In the present patient, features were not consistent with thrombus as it was spherical and mobile, surface was smooth and echogenicity was more consistent with myxoma. The present thrombus may have been attached earlier, but got dislodged due to lysis at some stage. Other intra-cardiac masses such as lipoma or non-myxomatous neoplasm are rare. TEE is the extensive diagnostic tool to investigate suspected intra-cardiac mass involving the LA  and histopathological examination is gold standard for diagnosis of myxoma [9,10].

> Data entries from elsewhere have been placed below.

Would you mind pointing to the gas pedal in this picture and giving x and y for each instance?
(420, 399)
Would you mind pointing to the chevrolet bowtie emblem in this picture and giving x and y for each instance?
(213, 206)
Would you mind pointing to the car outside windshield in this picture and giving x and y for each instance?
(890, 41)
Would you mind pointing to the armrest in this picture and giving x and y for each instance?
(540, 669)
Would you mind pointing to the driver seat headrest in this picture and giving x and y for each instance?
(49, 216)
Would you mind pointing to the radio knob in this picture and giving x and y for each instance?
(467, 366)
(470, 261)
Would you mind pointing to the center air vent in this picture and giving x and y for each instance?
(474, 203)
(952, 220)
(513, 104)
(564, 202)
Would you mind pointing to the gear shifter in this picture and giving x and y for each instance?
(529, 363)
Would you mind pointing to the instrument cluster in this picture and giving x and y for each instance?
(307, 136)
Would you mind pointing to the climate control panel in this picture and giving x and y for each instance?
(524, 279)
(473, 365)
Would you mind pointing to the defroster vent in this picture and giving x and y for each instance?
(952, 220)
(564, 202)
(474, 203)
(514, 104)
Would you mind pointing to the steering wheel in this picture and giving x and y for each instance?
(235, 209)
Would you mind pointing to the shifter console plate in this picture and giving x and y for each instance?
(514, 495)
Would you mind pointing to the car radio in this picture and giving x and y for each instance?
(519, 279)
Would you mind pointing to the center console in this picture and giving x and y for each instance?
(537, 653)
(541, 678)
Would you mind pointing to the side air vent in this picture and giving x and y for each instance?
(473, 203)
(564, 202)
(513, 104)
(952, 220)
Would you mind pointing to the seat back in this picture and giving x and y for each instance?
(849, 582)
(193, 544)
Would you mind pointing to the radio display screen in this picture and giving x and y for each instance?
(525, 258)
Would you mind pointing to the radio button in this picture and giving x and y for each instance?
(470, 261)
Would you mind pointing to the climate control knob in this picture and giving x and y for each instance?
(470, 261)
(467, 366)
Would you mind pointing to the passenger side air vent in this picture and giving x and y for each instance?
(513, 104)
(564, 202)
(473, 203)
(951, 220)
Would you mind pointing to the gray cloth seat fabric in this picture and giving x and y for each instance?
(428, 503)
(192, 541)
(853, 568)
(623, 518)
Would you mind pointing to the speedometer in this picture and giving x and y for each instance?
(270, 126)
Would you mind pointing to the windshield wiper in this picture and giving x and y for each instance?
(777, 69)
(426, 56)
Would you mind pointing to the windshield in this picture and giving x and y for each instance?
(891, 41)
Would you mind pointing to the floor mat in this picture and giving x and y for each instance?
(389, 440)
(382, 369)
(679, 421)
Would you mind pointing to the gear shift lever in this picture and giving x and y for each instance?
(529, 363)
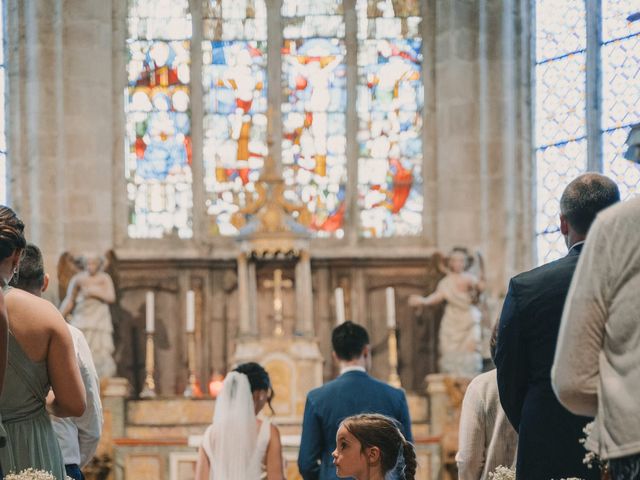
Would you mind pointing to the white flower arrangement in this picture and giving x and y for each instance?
(502, 473)
(32, 474)
(590, 459)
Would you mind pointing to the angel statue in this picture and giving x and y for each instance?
(459, 341)
(89, 294)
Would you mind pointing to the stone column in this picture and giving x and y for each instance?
(304, 296)
(60, 112)
(483, 151)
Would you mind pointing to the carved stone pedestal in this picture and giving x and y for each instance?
(294, 365)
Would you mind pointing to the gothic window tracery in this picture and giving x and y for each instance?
(231, 45)
(3, 136)
(584, 108)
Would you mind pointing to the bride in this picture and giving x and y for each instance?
(238, 445)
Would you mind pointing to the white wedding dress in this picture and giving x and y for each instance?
(234, 445)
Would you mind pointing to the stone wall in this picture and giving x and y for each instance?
(59, 123)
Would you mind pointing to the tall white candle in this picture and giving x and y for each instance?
(150, 318)
(339, 298)
(391, 307)
(191, 311)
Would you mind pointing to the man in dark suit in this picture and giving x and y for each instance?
(548, 441)
(353, 392)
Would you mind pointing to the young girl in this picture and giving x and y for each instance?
(371, 447)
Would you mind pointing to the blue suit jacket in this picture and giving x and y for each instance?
(548, 443)
(351, 393)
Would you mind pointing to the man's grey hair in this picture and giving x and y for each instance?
(584, 197)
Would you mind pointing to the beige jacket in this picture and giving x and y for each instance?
(596, 370)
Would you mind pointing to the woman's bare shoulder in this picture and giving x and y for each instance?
(29, 306)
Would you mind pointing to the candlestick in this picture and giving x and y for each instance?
(191, 311)
(192, 389)
(391, 307)
(394, 378)
(150, 313)
(339, 299)
(149, 390)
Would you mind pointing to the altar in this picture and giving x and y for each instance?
(184, 322)
(158, 439)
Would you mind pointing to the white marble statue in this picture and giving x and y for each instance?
(89, 295)
(459, 340)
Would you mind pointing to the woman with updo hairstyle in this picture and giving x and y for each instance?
(238, 445)
(42, 372)
(371, 447)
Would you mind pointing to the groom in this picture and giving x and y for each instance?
(353, 392)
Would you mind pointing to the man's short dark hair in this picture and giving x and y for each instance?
(30, 275)
(348, 340)
(584, 197)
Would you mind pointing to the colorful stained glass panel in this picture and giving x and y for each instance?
(234, 75)
(390, 100)
(158, 124)
(313, 113)
(389, 104)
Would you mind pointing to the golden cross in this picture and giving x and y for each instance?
(278, 283)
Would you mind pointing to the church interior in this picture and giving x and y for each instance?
(255, 172)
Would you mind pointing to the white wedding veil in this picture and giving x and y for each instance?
(234, 433)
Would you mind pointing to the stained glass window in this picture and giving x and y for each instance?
(561, 106)
(561, 147)
(389, 104)
(158, 123)
(620, 53)
(3, 137)
(234, 75)
(313, 111)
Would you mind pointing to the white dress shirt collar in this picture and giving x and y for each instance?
(576, 244)
(353, 368)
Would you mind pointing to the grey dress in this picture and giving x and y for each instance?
(31, 441)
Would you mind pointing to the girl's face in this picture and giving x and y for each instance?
(348, 457)
(457, 262)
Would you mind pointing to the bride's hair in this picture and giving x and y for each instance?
(258, 379)
(397, 455)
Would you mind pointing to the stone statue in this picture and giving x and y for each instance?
(89, 294)
(459, 339)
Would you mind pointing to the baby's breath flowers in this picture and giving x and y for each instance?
(31, 474)
(503, 473)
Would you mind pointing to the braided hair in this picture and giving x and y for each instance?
(11, 233)
(374, 430)
(258, 379)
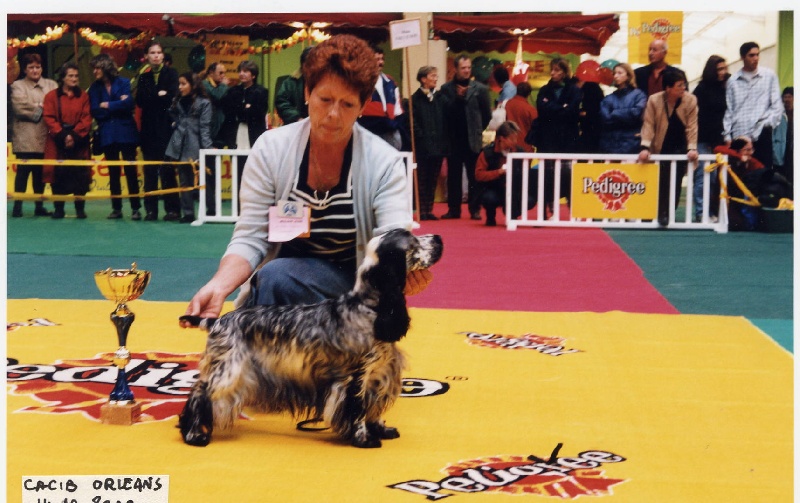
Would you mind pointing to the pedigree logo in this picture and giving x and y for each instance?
(160, 382)
(552, 346)
(660, 29)
(613, 188)
(557, 477)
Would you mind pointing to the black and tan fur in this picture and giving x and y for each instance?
(336, 359)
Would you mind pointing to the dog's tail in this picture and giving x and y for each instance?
(196, 321)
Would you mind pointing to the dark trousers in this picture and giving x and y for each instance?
(127, 151)
(428, 169)
(71, 180)
(166, 174)
(211, 184)
(762, 148)
(26, 170)
(663, 187)
(462, 158)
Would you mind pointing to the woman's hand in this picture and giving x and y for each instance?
(417, 281)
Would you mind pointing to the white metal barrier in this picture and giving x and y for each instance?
(560, 160)
(237, 154)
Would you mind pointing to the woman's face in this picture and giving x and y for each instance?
(245, 78)
(155, 55)
(70, 79)
(557, 74)
(506, 144)
(620, 77)
(429, 81)
(33, 72)
(184, 86)
(722, 70)
(333, 107)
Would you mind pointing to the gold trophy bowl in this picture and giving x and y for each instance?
(121, 286)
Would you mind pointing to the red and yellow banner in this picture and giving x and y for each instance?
(614, 191)
(644, 27)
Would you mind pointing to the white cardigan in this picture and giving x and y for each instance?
(272, 168)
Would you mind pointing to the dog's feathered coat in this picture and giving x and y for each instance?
(336, 359)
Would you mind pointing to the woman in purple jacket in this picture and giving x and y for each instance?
(112, 108)
(621, 114)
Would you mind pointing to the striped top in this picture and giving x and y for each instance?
(333, 227)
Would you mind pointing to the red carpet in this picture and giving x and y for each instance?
(556, 270)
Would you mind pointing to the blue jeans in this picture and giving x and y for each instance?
(287, 281)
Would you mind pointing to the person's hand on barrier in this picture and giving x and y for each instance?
(417, 281)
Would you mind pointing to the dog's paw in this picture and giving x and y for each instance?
(389, 433)
(369, 442)
(382, 431)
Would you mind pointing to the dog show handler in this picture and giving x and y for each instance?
(348, 183)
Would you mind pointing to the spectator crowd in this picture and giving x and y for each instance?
(650, 111)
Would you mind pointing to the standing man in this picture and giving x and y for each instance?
(648, 78)
(754, 104)
(290, 100)
(468, 113)
(216, 87)
(431, 137)
(520, 111)
(382, 112)
(30, 131)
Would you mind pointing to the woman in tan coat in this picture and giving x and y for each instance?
(670, 127)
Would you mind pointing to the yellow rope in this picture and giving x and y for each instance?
(723, 166)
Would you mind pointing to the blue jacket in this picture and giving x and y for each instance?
(116, 123)
(192, 128)
(621, 114)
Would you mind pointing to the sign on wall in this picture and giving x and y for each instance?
(623, 191)
(644, 27)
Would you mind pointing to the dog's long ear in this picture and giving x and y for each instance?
(393, 321)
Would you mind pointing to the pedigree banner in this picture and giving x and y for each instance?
(627, 191)
(644, 27)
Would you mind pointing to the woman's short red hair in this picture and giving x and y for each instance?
(349, 58)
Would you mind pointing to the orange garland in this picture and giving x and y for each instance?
(50, 35)
(95, 39)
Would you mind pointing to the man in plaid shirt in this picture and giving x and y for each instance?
(754, 104)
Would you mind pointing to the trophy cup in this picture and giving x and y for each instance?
(121, 286)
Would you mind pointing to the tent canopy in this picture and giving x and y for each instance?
(370, 26)
(561, 33)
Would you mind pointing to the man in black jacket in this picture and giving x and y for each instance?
(469, 111)
(648, 78)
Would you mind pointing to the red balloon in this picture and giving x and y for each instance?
(587, 71)
(606, 75)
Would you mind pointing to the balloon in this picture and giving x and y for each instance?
(197, 58)
(610, 64)
(606, 75)
(587, 71)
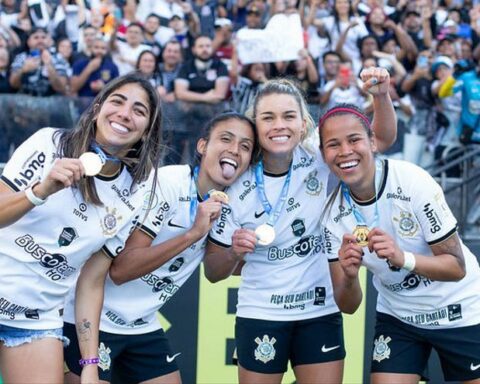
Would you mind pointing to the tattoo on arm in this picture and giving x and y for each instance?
(84, 331)
(450, 246)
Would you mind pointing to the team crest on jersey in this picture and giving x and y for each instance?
(381, 350)
(110, 221)
(407, 227)
(265, 350)
(298, 227)
(314, 186)
(104, 357)
(67, 236)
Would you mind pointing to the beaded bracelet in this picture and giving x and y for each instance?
(92, 360)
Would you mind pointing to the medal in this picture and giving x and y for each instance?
(361, 234)
(265, 234)
(92, 163)
(222, 195)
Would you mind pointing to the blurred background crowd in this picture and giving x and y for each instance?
(56, 55)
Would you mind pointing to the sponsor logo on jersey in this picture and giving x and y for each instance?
(292, 205)
(433, 218)
(160, 216)
(30, 169)
(320, 295)
(80, 212)
(303, 163)
(303, 248)
(104, 357)
(410, 282)
(221, 222)
(265, 351)
(123, 196)
(67, 236)
(176, 265)
(10, 310)
(248, 188)
(399, 195)
(343, 213)
(149, 195)
(407, 226)
(57, 265)
(298, 227)
(313, 185)
(381, 350)
(110, 221)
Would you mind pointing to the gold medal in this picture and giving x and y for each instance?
(361, 234)
(222, 195)
(92, 163)
(265, 234)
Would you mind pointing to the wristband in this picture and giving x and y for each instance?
(35, 200)
(409, 261)
(92, 360)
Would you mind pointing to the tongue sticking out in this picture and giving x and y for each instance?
(228, 170)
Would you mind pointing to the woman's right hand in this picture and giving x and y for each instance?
(64, 173)
(350, 255)
(243, 241)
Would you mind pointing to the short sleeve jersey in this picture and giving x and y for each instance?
(42, 253)
(202, 81)
(131, 308)
(412, 209)
(288, 279)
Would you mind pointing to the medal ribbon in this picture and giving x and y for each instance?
(346, 194)
(272, 216)
(103, 156)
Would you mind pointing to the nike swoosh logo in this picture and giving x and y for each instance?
(325, 349)
(171, 224)
(170, 359)
(257, 215)
(474, 367)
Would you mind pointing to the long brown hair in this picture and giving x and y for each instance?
(141, 159)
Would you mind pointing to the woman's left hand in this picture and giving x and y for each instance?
(376, 80)
(385, 247)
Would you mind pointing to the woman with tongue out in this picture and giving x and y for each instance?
(287, 307)
(160, 255)
(428, 282)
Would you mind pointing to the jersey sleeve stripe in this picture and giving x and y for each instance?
(444, 237)
(107, 252)
(9, 183)
(216, 242)
(147, 231)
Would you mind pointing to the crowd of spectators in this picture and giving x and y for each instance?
(188, 49)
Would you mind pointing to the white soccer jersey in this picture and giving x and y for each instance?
(288, 279)
(42, 253)
(412, 209)
(131, 308)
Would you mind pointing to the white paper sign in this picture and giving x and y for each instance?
(281, 40)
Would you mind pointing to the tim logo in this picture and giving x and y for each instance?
(30, 169)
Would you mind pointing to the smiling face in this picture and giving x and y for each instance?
(123, 118)
(280, 124)
(349, 153)
(226, 154)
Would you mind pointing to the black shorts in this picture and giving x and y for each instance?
(134, 358)
(402, 348)
(265, 346)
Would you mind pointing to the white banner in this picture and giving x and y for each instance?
(281, 40)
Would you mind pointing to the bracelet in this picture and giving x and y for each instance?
(35, 200)
(409, 261)
(92, 360)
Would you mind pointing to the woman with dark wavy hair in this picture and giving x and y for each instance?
(65, 196)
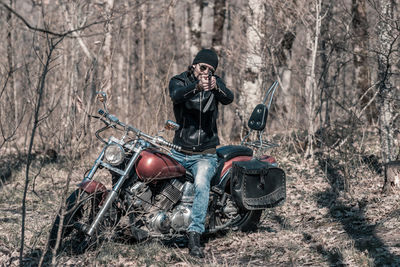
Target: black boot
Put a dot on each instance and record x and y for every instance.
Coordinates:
(195, 249)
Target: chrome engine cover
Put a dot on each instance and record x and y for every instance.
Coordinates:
(180, 218)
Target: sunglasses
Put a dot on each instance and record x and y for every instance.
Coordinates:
(204, 68)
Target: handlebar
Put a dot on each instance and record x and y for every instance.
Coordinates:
(153, 139)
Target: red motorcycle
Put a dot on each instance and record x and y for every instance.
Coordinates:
(152, 194)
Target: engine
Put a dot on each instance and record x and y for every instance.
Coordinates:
(159, 205)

To the best of our knowledge this is the only case report of a mitral stenosis with left atrial mass in a patient already having history of closed mitral commissurotomy. In the present patient, features were not consistent with thrombus as it was spherical and mobile, surface was smooth and echogenicity was more consistent with myxoma. Transoesophageal echocardiography imaging provides detailed information of a mobile mass in the left atrium. Surgical removal of a mobile left atrial mass should be performed before the occurrence of a fatal embolism. We conclude that TTE is still a reliable tool in the diagnosis of large mobile atrial thrombi; TEE may help to differentiate clot from atrial myxoma but histopathological examination is gold standard.
Informed consent has been obtained.
No funding was required for this study.
Conflict of Interest
No potential conflict of interest exists.